Nilvana Vision Studio - API Endpoints
Please follow the instructions to deploy your model to get predictions with nilvana vision studio.
The last mile in deep learning application development: Model Serving. Once you have obtained a satisfactory model through the automated model training tool, you can then utilize the API Endpoint tool to package the model, generate model endpoints, and perform object detection through the sample code we've provide. If you are unsure how to perform automated model training, please refer to "Nilvana Vision Studio - Model Training".
Generating API Endpoints
With vision studio's API Endpoint tool, you can simplify the model deployment process by clicking the create button for any specific model API Endpoint or proceed to the API Endpoints page to create your own model endpoint.
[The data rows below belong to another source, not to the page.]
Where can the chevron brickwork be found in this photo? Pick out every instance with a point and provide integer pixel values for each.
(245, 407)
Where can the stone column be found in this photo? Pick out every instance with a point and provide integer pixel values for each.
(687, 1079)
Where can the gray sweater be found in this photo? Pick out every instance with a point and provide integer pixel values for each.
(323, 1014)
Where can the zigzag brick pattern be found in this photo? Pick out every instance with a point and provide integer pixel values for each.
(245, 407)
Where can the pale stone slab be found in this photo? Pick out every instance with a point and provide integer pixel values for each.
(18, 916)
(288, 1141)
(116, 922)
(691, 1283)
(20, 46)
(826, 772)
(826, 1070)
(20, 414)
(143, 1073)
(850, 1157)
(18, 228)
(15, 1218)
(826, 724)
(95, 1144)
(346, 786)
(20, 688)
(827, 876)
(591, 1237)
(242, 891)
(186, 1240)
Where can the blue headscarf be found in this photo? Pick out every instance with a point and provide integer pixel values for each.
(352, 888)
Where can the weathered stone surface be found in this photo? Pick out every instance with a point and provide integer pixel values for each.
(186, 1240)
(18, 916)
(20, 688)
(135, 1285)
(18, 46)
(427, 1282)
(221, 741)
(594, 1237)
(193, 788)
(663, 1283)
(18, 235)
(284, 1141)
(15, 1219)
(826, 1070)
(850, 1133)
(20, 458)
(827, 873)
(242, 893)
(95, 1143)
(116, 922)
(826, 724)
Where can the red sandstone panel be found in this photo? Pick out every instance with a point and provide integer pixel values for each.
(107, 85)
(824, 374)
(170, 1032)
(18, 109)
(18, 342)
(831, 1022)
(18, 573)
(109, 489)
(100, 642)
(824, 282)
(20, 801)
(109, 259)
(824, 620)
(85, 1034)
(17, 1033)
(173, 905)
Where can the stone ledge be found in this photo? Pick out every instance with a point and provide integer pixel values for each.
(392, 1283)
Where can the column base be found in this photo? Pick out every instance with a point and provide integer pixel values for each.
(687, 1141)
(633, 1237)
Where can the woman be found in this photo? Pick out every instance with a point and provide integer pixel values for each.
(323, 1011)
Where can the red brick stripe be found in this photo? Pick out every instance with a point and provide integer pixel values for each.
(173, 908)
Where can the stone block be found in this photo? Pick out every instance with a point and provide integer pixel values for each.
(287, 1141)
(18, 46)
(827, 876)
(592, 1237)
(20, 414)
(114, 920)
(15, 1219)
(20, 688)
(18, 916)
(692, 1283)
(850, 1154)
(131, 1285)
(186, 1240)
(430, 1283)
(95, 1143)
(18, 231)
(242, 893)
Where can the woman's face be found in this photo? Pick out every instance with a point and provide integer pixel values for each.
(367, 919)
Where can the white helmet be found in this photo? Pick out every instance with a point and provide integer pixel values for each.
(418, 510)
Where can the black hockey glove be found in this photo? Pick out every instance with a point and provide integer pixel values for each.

There are two options in the Create API Endpoint dialog box that affect the recognition results of the model application, namely Dimensions and Minimum Probability Threshold. The recommended dimensions are the same as the training dimensions used for model training, which will result in better recognition results. The appropriate minimum probability threshold value depends on the application context. The higher the value, the higher the chance of minimizing false positives, but the higher chance of missing objects as well. In addition, it is also possible to select the category to be used in the application context.
Accessing API Endpoint Information
Once an API endpoint has been created, its information can be accessed in the endpoint list. By clicking on the sample code button for any specific endpoint, we provide a variety of programming examples to help you navigate through the endpoints and build your own object detection applications.